Eating lunch at a small café, Mark Reed of Camarillo, California saw a sparrow hop through the open door and peck at the crumbs near his table. When the crumbs were gone, the sparrow hopped to the window ledge, spread its wings and took flight. Brief flight. It smashed against the windowpane and fell to the floor. The bird quickly recovered and tried again. Crash! And again. Crash! Mark got up and attempted to shoo the sparrow out the door, but the closer he got, the harder it threw itself against the pane. He nudged it with his hand. That sent the sparrow fluttering along the ledge, hammering its beak at the glass.
Finally, Mark reached out and gently caught the bird, folding his fingers around its wings and body. It weighed almost nothing. He thought of how powerless and vulnerable the sparrow must have felt. At the door, he released it, and the sparrow sailed away.
As Mark did with the sparrow, God sets us free, “For freedom Christ has set us free; stand firm therefore, and do not submit again to a yoke of slavery” [Gal 5:1 ESV].
Freedom implies we were not free. In fact, God informs us that apart from Christ we are in bondage, in slavery, held captive. There is a lack of freedom in living a life of sin, which is surprising to many. Those living lives of sin believe they are in full control while those living according to God’s law may appear to be the ones forced against their will. But there lies the surprise of the spiritual reality. Paul illustrates this challenge in Romans 7:13-25 where his temptation to sin is greater than his desire to serve God (specifically 7:18, 22-23). Notice what I just said: The temptation to sin is greater than the desire to serve God. If it is true with the Apostle Paul, it will be true for you too. Temptation will be stronger than your desire to serve God. That is why you need God to serve God.

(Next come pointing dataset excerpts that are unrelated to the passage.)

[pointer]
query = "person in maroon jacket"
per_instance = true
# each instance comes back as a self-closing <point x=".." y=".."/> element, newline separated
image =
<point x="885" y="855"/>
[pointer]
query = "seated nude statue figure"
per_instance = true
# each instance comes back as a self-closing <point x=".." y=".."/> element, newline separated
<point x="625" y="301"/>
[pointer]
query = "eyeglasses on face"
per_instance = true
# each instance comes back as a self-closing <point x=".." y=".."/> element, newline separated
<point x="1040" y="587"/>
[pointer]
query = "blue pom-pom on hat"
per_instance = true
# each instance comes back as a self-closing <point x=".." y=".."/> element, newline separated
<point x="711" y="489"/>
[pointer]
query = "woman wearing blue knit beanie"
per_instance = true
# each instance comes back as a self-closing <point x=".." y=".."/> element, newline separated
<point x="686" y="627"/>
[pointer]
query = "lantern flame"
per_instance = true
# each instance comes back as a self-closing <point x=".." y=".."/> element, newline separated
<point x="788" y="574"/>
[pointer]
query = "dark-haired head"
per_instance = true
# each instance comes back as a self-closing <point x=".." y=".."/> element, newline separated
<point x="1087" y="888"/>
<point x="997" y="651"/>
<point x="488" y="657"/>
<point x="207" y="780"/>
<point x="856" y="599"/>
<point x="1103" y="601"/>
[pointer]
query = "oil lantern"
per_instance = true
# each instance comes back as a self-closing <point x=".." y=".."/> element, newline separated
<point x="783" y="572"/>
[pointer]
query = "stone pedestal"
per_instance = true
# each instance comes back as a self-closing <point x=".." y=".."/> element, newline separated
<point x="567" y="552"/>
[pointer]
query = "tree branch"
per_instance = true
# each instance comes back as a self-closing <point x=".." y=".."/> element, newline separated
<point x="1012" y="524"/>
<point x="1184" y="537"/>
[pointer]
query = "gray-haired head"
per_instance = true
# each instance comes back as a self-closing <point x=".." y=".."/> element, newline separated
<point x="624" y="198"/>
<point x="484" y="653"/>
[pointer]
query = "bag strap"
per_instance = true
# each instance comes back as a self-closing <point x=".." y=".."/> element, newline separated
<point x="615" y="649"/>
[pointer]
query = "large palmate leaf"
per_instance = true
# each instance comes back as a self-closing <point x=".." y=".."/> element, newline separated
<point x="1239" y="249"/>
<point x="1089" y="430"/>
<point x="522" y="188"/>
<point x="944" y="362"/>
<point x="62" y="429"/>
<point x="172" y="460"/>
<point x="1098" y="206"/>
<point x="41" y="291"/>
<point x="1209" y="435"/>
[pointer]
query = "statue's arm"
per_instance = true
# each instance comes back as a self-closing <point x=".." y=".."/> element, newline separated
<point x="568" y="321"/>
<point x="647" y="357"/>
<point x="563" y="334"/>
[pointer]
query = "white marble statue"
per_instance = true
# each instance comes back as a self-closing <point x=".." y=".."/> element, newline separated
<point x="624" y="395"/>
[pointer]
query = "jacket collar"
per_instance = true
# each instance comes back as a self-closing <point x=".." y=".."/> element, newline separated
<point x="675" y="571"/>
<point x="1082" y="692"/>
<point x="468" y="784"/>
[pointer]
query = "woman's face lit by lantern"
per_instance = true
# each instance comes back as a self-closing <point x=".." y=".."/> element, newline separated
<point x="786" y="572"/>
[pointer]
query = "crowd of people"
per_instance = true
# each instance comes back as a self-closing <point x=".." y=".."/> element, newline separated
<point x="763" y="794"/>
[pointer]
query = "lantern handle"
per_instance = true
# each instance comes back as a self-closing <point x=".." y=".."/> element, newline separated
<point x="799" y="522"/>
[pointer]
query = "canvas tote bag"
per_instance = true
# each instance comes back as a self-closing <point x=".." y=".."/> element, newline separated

Chapters 5-8 of Romans show us that God 1) freed us from sin, 2) freed us from law, 3) freed us from death, 4) freed us from the flesh. These four things held us captive. Sin: our failure to meet God’s standard. Law: God’s judgment that we failed his standard. Death: the punishment for our failure, a separation from God and his life. Flesh: our humanity that struggles with temptations. With all these keeping us down and bound, God is out of our grasp. We could not overcome these on our own. That is the significance of Christ’s sacrifice.
The worst part of our captivity is that it is pleasing and delusional–people don’t think it is a prison if they have chosen it for themselves. Listen to this quote, “Sometimes the devil allows people to live a life free of trouble because he doesn’t want them turning to God. Their sin is like a jail cell, except it is all nice and comfy and there doesn’t seem to be any reason to leave. The door’s wide open. Till one day, time runs out, and the cell door slams shut, and suddenly it’s too late.”
A comfy jail cell with a door wide open is a great analogy for sin. You could leave but you don’t want to. There lies Satan’s cleverness. Sinners feel free but Christians are truly free. I suppose part of the freedom Christ brings is freedom from delusion, the opening of our eyes. Praise God for that freedom too.